To overcome this limitation, the authors introduce an open, multi‑centre, multi‑device benchmark dataset comprising 4,513 de‑identified fetal US images from 1,904 subjects. The images were collected at three clinical sites (UCL in the UK, two sites in Tel‑Aviv, Israel) using seven different US machines from manufacturers such as GE, Philips, and Hitachi. For each image, expert sonographers annotated the two anatomical points needed to compute five clinically relevant biometric parameters: biparietal diameter (BPD), occipito‑frontal diameter (OFD), transverse abdominal diameter (T‑AD), antero‑posterior abdominal diameter (AP‑AD), and femur length (FL).

The dataset is released with subject‑disjoint training, validation, and test splits, together with Python evaluation code and baseline results. The authors adopt BiometryNet, a state‑of‑the‑art landmark‑regression framework that incorporates Dynamic Orientation Determination (DOD) to enforce consistent measurement orientation and uses a modified HRNet backbone for high‑resolution feature extraction. Performance is quantified using Normalised Mean Error (NME), which measures landmark localisation error relative to the inter‑landmark distance.

Within‑domain experiments (training and testing on the same source) achieve low NME values (≈0.03–0.08 for head and abdomen, ≈0.05 for femur), confirming that the baseline model can accurately predict landmarks when data distribution is homogeneous. Cross‑domain experiments, however, reveal substantial domain shift: NME roughly doubles for head and abdomen measurements and can reach as high as 0.90 for femur length when a model trained on the “FP” subset is evaluated on the “UCL” subset. This degradation is attributed to differences in device manufacturer, probe handling, magnification, and fetal pose, which affect landmark position, size, and orientation.

Crucially, a model trained on the combined multi‑centre (M‑C) data—i.e., integrating all three sites and all seven devices—demonstrates the best overall generalisation. When tested on the UCL set, the M‑C model attains NME = 0.02 ± 0.02 for BPD and 0.03 ± 0.11 for OFD, outperforming even the UCL‑specific model on its own test data.

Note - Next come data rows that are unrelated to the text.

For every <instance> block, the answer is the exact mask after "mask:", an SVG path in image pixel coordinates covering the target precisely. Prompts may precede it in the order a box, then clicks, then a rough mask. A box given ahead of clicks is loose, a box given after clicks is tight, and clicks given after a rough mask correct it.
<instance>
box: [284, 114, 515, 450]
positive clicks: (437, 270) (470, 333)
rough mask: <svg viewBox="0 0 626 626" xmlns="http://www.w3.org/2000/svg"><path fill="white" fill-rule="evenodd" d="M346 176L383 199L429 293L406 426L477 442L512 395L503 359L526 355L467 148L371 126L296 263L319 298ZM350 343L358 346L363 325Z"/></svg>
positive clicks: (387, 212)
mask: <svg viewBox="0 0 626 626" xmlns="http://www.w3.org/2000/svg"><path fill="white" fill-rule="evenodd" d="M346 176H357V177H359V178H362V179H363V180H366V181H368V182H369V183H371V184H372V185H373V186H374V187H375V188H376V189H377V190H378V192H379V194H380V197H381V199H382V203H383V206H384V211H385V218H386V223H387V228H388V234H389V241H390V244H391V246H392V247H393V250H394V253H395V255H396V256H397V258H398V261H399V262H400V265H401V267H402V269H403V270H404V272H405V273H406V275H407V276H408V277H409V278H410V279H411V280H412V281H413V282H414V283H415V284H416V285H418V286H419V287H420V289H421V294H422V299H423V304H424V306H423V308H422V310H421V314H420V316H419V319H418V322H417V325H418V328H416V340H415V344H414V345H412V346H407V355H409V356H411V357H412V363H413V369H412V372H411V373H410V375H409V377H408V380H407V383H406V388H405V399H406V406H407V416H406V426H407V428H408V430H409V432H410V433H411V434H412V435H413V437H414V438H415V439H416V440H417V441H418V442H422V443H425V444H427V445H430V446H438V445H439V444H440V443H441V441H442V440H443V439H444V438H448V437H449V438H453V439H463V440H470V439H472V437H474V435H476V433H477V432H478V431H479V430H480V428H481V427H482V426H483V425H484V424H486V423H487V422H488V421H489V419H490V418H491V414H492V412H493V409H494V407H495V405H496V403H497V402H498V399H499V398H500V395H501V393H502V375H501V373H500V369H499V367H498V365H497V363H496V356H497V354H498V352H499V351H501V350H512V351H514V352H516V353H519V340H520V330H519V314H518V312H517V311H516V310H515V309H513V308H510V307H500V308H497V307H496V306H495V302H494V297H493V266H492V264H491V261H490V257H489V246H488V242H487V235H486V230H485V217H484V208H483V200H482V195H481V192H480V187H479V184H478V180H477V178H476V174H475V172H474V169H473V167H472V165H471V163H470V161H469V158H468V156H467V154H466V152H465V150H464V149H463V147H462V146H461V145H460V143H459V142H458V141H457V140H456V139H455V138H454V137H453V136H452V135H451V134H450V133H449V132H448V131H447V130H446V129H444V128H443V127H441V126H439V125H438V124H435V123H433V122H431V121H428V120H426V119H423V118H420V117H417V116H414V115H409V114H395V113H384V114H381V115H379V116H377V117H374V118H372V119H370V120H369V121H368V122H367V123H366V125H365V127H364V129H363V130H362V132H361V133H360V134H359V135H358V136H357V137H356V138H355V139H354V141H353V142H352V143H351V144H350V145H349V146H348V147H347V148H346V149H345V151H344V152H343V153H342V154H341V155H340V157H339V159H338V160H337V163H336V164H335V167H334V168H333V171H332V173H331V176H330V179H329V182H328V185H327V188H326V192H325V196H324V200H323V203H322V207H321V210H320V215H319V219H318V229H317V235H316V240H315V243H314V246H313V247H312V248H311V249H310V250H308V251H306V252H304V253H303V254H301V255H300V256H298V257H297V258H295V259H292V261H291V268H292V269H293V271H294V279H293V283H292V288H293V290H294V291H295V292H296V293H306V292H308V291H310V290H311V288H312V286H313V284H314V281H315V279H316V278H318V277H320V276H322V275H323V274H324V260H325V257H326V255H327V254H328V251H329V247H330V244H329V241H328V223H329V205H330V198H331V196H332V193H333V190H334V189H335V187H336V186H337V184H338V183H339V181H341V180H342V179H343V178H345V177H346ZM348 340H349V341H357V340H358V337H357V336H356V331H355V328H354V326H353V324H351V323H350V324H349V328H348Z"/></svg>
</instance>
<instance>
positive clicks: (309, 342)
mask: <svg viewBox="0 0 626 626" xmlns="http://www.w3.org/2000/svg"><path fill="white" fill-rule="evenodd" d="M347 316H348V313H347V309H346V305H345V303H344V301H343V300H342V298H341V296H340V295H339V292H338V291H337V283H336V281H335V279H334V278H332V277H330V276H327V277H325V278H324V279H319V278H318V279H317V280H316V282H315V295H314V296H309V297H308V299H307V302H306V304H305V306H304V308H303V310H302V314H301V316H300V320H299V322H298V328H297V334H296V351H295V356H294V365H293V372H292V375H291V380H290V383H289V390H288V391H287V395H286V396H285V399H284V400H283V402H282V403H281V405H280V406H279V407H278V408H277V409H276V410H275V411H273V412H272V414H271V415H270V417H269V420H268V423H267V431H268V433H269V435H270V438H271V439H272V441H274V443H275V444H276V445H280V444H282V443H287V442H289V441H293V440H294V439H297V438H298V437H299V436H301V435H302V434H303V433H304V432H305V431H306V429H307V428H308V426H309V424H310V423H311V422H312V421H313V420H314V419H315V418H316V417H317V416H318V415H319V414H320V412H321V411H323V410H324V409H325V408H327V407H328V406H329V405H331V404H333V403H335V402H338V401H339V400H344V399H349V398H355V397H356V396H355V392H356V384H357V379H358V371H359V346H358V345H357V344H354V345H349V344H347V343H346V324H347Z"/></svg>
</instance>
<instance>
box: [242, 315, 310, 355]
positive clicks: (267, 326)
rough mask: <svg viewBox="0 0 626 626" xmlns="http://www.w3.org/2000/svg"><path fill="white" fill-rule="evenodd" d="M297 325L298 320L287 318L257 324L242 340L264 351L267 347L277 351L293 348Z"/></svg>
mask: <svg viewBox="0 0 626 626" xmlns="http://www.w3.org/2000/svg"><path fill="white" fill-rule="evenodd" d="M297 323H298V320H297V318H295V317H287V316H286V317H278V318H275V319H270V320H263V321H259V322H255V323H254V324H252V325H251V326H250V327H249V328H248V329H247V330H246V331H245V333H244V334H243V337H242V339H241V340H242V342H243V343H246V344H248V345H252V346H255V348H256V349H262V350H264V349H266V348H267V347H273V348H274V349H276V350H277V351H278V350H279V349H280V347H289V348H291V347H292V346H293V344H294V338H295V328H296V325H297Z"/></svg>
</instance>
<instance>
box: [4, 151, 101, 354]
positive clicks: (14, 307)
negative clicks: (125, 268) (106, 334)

Similar improvements are observed for abdominal measurements and femur length, underscoring that exposure to diverse acquisition conditions during training markedly mitigates domain shift.

Beyond the benchmark itself, the authors provide a thorough analysis of anatomical variability across sites using kernel density estimates of landmark centre‑point distribution, normalised size, and polar histograms of orientation. These visualisations confirm that the dataset captures realistic clinical heterogeneity, making it an ideal testbed for domain‑adaptation strategies, meta‑learning, and federated learning approaches that aim to build robust, device‑agnostic fetal biometry tools.

In summary, this work delivers the first publicly available, multi‑centre, multi‑device, landmark‑annotated fetal US dataset covering all primary biometric planes. By supplying standardized splits, evaluation pipelines, and baseline results, it enables fair, reproducible comparison of AI methods and encourages the development of models that generalise across scanners, operators, and clinical environments—an essential step toward reliable, automated fetal growth monitoring in routine obstetric practice.